I’ve been really into Scandal lately and I just started season 3 a couple days ago. I was just watching season 3 episode 4 ‘Say Hello to My Little Friend’ and there was a scene at the end involving Olivia and Jake.
Let me just be clear and say that I love Jacob Ballard. He is my favorite male character on this show and I adore him. It may be because I originally fell for him when he was Henry on Grey’s Anatomy, but for whatever reason I will root for him not matter who he is pursuing.

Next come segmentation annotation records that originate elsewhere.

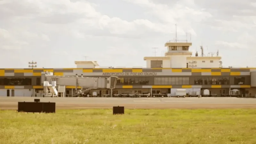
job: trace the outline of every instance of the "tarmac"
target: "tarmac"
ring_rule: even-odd
[[[0,109],[17,110],[18,102],[55,102],[58,109],[109,108],[115,106],[126,108],[256,108],[256,99],[232,97],[83,98],[0,97]]]

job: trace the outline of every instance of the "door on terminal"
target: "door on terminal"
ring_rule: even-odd
[[[6,94],[7,96],[10,96],[10,90],[6,90],[6,92],[7,92],[7,94]]]
[[[14,90],[12,90],[12,96],[14,96]]]

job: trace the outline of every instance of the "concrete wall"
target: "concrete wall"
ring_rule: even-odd
[[[0,89],[0,96],[7,96],[8,90],[10,91],[10,97],[31,97],[33,93],[32,89]]]

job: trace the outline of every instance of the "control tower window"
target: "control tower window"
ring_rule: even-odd
[[[183,46],[182,47],[182,50],[183,51],[188,51],[188,46]]]
[[[182,46],[177,46],[177,51],[182,51]]]
[[[177,49],[176,48],[176,47],[175,46],[172,46],[171,47],[172,48],[172,51],[176,51],[177,50]]]
[[[151,68],[163,68],[163,60],[151,60]]]

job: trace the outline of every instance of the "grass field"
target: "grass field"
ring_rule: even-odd
[[[255,144],[256,110],[0,111],[0,143]]]

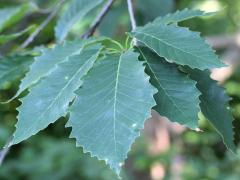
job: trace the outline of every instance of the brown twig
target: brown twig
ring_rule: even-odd
[[[40,24],[40,26],[26,39],[26,41],[23,42],[23,44],[20,46],[20,48],[27,47],[34,39],[35,37],[48,25],[48,23],[54,18],[54,16],[57,14],[58,10],[61,8],[62,4],[65,0],[59,1],[59,3],[56,5],[54,10],[51,14]]]
[[[91,27],[88,29],[88,31],[86,33],[84,33],[82,35],[82,38],[86,39],[89,38],[90,36],[92,36],[94,34],[94,32],[96,31],[97,27],[100,25],[100,23],[102,22],[103,18],[105,17],[105,15],[108,13],[108,11],[110,10],[111,6],[113,5],[115,0],[109,0],[102,8],[101,12],[99,13],[99,15],[96,17],[96,19],[93,21]]]

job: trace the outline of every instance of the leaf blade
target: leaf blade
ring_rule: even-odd
[[[147,48],[139,50],[146,62],[150,82],[158,89],[154,95],[157,105],[153,109],[173,122],[196,129],[200,111],[196,82],[178,71],[177,65],[166,62]]]
[[[233,143],[233,117],[227,109],[230,98],[217,82],[210,78],[209,71],[187,69],[190,77],[197,81],[197,88],[201,91],[200,107],[203,115],[210,121],[222,136],[225,145],[232,151],[236,150]]]
[[[92,67],[98,53],[99,46],[83,50],[79,55],[58,64],[51,74],[30,88],[18,108],[13,144],[35,135],[66,115],[68,105],[75,97],[74,91],[81,86],[82,77]]]
[[[199,34],[187,28],[148,24],[130,34],[168,62],[201,70],[225,66]]]
[[[22,77],[33,62],[32,56],[14,55],[0,59],[0,89]]]
[[[118,175],[139,136],[136,130],[143,128],[154,105],[153,87],[137,56],[127,51],[99,60],[70,108],[71,137],[85,152],[105,160]]]

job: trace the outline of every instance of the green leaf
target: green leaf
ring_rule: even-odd
[[[137,28],[131,34],[169,62],[198,69],[224,66],[199,33],[191,32],[187,28],[148,24]]]
[[[14,55],[0,59],[0,89],[21,78],[33,62],[32,56]]]
[[[18,122],[12,143],[17,144],[50,123],[65,116],[74,91],[82,84],[82,77],[93,66],[99,46],[84,49],[56,66],[47,77],[30,88],[29,94],[21,99]]]
[[[12,99],[48,75],[58,63],[68,60],[71,55],[80,53],[85,43],[86,41],[67,42],[64,45],[56,45],[53,49],[44,49],[42,55],[35,58],[30,71],[22,80],[17,94]]]
[[[62,42],[68,34],[71,27],[86,16],[93,8],[102,3],[103,0],[72,0],[70,7],[65,11],[57,22],[55,36],[59,42]]]
[[[167,14],[164,17],[159,17],[156,18],[153,23],[159,24],[159,23],[163,23],[163,24],[171,24],[171,23],[178,23],[180,21],[184,21],[184,20],[188,20],[191,18],[195,18],[195,17],[202,17],[202,16],[208,16],[211,15],[213,13],[205,13],[204,11],[200,11],[200,10],[189,10],[189,9],[183,9],[181,11],[176,11],[175,13],[170,13]]]
[[[187,72],[190,73],[192,79],[197,81],[197,88],[202,93],[200,107],[203,115],[222,136],[226,146],[235,151],[232,127],[233,117],[228,110],[230,98],[225,94],[224,89],[210,78],[209,71],[188,68]]]
[[[196,82],[180,72],[177,65],[166,62],[147,48],[139,50],[151,83],[158,89],[154,95],[157,102],[154,110],[171,121],[196,129],[200,111]]]
[[[67,124],[71,137],[119,175],[154,106],[155,91],[138,54],[127,51],[100,59],[76,93]]]
[[[12,41],[12,40],[18,38],[19,36],[22,36],[26,33],[32,32],[35,29],[35,27],[36,27],[35,25],[32,25],[32,26],[29,26],[28,28],[26,28],[20,32],[14,33],[14,34],[0,35],[0,44],[7,43],[9,41]]]
[[[18,22],[27,12],[34,9],[36,7],[32,3],[27,3],[19,7],[0,9],[0,32]]]

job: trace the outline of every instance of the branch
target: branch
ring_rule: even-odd
[[[130,20],[131,20],[132,30],[135,30],[137,25],[136,25],[136,20],[134,17],[132,0],[127,0],[127,4],[128,4],[128,13],[129,13]],[[135,45],[135,46],[137,45],[137,40],[135,38],[133,38],[133,45]]]
[[[10,138],[7,142],[7,144],[5,145],[5,147],[0,150],[0,166],[2,165],[5,157],[7,156],[8,152],[10,151],[10,144],[11,144],[11,140],[12,138]]]
[[[114,1],[115,0],[108,0],[108,2],[104,5],[104,7],[102,8],[102,10],[99,13],[99,15],[94,20],[94,22],[91,25],[91,27],[89,28],[89,30],[82,35],[82,38],[86,39],[86,38],[89,38],[90,36],[92,36],[94,34],[94,32],[96,31],[97,27],[102,22],[103,18],[105,17],[105,15],[110,10],[110,8],[113,5]]]
[[[27,47],[34,39],[35,37],[47,26],[47,24],[54,18],[54,16],[57,14],[58,10],[61,8],[62,4],[65,0],[61,0],[55,7],[55,9],[52,11],[51,14],[45,19],[45,21],[42,22],[42,24],[26,39],[26,41],[23,42],[23,44],[20,46],[20,48]]]

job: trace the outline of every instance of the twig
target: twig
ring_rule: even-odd
[[[128,13],[129,13],[130,20],[131,20],[132,30],[135,30],[137,25],[136,25],[136,20],[134,17],[132,0],[127,0],[127,4],[128,4]],[[133,45],[135,45],[135,46],[137,45],[137,40],[135,38],[133,38]]]
[[[112,4],[114,3],[115,0],[109,0],[104,7],[102,8],[101,12],[99,13],[99,15],[96,17],[96,19],[93,21],[93,24],[91,25],[91,27],[89,28],[89,30],[84,33],[82,35],[82,38],[86,39],[89,38],[90,36],[92,36],[94,34],[94,32],[96,31],[97,27],[100,25],[100,23],[102,22],[104,16],[108,13],[108,11],[110,10]]]
[[[5,145],[5,147],[0,150],[0,166],[2,165],[5,157],[7,156],[8,152],[10,151],[10,144],[11,144],[12,138],[10,138],[10,140],[8,140],[7,144]]]
[[[26,39],[26,41],[23,42],[23,44],[20,46],[20,48],[27,47],[34,39],[35,37],[45,28],[45,26],[54,18],[54,16],[57,14],[58,10],[61,8],[62,4],[65,0],[61,0],[51,14],[40,24],[40,26]]]

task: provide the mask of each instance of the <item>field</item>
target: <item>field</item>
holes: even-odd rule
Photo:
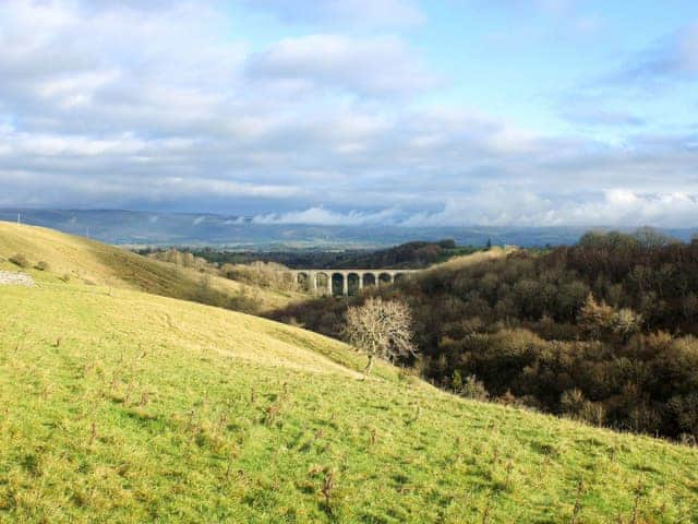
[[[0,522],[696,522],[698,452],[464,401],[342,344],[0,287]]]
[[[69,278],[86,285],[137,289],[183,299],[192,299],[202,291],[203,275],[194,269],[140,257],[84,237],[0,222],[0,270],[16,270],[8,262],[16,253],[26,257],[28,273],[47,283],[60,284],[61,278]],[[47,263],[48,269],[33,269],[38,262]],[[232,298],[254,303],[256,312],[301,298],[299,294],[248,286],[215,275],[209,276],[206,293],[214,300]]]

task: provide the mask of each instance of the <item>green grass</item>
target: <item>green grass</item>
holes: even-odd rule
[[[10,262],[9,259],[17,253],[28,260],[28,271]],[[35,269],[38,262],[47,263],[48,270]],[[194,269],[141,257],[84,237],[0,222],[0,270],[8,269],[25,271],[41,282],[59,284],[68,275],[73,283],[136,289],[181,299],[195,297],[202,281],[202,274]],[[209,293],[219,299],[245,294],[257,303],[260,312],[302,298],[299,294],[263,289],[218,276],[210,276]]]
[[[364,365],[216,308],[0,287],[0,522],[698,521],[694,449]]]

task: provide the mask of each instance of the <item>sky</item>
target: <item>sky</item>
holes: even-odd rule
[[[0,207],[695,226],[695,0],[0,0]]]

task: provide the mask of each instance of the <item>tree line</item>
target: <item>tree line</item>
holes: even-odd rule
[[[273,318],[341,337],[366,298],[409,305],[433,383],[621,430],[698,438],[698,241],[651,229],[446,264],[354,298]]]

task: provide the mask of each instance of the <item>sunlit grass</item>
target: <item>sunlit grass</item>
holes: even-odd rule
[[[29,269],[9,262],[22,254]],[[47,270],[35,269],[39,262]],[[0,222],[0,270],[26,271],[40,282],[61,284],[64,279],[86,285],[135,289],[174,298],[196,296],[202,274],[190,267],[140,257],[84,237],[67,235],[43,227]],[[286,306],[301,295],[248,286],[215,275],[209,277],[212,293],[222,297],[244,294],[258,311]]]
[[[0,287],[0,521],[698,519],[694,449],[364,365],[216,308]]]

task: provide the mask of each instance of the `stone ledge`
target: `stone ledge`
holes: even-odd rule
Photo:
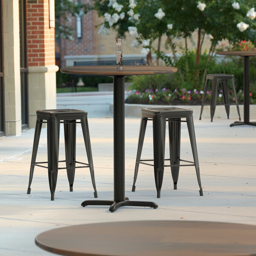
[[[128,87],[132,84],[132,83],[125,83],[125,90],[128,90]],[[99,92],[113,91],[113,83],[102,83],[98,84],[98,89]]]
[[[140,117],[141,116],[141,109],[144,108],[168,108],[175,107],[177,108],[184,108],[193,110],[194,119],[199,119],[201,110],[201,105],[180,105],[173,106],[170,105],[145,105],[142,104],[125,104],[125,116],[134,116]],[[242,120],[244,118],[244,105],[239,105],[239,108],[240,116]],[[256,118],[256,105],[250,105],[250,118]],[[110,113],[113,113],[113,104],[111,104],[109,106]],[[202,118],[210,118],[210,106],[204,106],[202,115]],[[213,120],[215,118],[227,118],[227,113],[224,105],[216,106],[213,117]],[[238,114],[236,110],[236,107],[235,105],[230,106],[230,118],[239,120]]]
[[[29,67],[28,72],[31,73],[47,73],[48,72],[57,72],[59,67],[56,65],[49,66],[32,66]]]

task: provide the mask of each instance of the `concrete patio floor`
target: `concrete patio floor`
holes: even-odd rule
[[[88,111],[98,199],[112,199],[113,119],[108,110],[111,96],[102,96],[101,99],[96,96],[91,104],[88,103],[89,100],[86,102],[87,104],[80,104],[74,97],[65,103],[61,97],[58,99],[58,108],[68,107]],[[97,100],[104,103],[101,108]],[[65,104],[67,106],[64,107]],[[174,220],[256,225],[256,127],[230,127],[236,120],[216,119],[211,122],[209,119],[199,121],[194,118],[204,196],[199,196],[193,166],[180,167],[177,190],[173,189],[170,169],[166,167],[161,198],[157,198],[151,166],[140,166],[136,191],[131,191],[140,119],[126,118],[125,195],[130,200],[154,201],[159,208],[126,207],[113,213],[109,211],[109,207],[80,206],[84,200],[93,198],[87,168],[76,171],[73,192],[69,192],[66,170],[60,170],[55,200],[51,201],[47,169],[36,167],[31,193],[27,195],[34,129],[24,131],[19,137],[0,138],[0,255],[52,255],[35,244],[36,235],[49,229],[81,224]],[[144,158],[152,158],[152,124],[149,122],[142,153]],[[64,159],[63,134],[61,126],[60,160]],[[167,137],[166,157],[168,142]],[[76,150],[77,160],[87,162],[80,124],[77,125]],[[47,157],[46,129],[44,128],[37,160],[46,161]],[[192,159],[184,123],[181,125],[181,157]]]

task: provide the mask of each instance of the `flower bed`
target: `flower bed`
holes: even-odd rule
[[[206,102],[210,100],[211,92],[207,91],[204,96]],[[230,100],[231,102],[235,102],[235,98],[232,91],[229,91]],[[159,105],[200,105],[204,96],[204,91],[198,91],[196,89],[193,90],[187,90],[185,88],[181,90],[175,89],[172,91],[166,88],[162,90],[147,89],[142,92],[134,90],[127,92],[128,96],[125,100],[126,103],[154,104]],[[250,94],[252,96],[252,93]],[[239,104],[244,101],[244,93],[240,90],[237,93]],[[253,104],[255,100],[250,99],[251,103]],[[218,102],[223,102],[223,93],[220,90],[217,99]]]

Jake and Olivia’s relationship is actually not what this post is about. This post is about this really small gesture that he makes in this scene that really spoke to me. Olivia has recently learned about who her father is and what he is capable of. In this scene, Olivia puts her head in her hands and Jake reaches over and places his hand on her knee and tells her not to cry. She tells him she isn’t crying, but trying not to scream. He leans back on the couch and points to chest right where his heart should be and tells her to lay her head there. She looks at him funny and when she sees he isn’t kidding, she puts her head there. He then tells her he isn’t going anywhere.
That might seem silly or unimportant, but it speaks volumes to me. I am one of the most awkward people and I don’t know much about relationships, because I have never been in one. I have my theories as to why that is, but I am also surrounded by my own issues. Some people can accept these issues and love me anyway whereas others cannot.
I’ll be honest and say that I really want a man in my life that can accept these issues. Accept that I am not perfect, but awkward, weird, and a bit fragile although I don’t like to admit it. I want a man who can sit with me when I am going through something and just invite me to lean on him and he will help hold me afloat. That taking it slow is okay and that he will be there for when I am ready.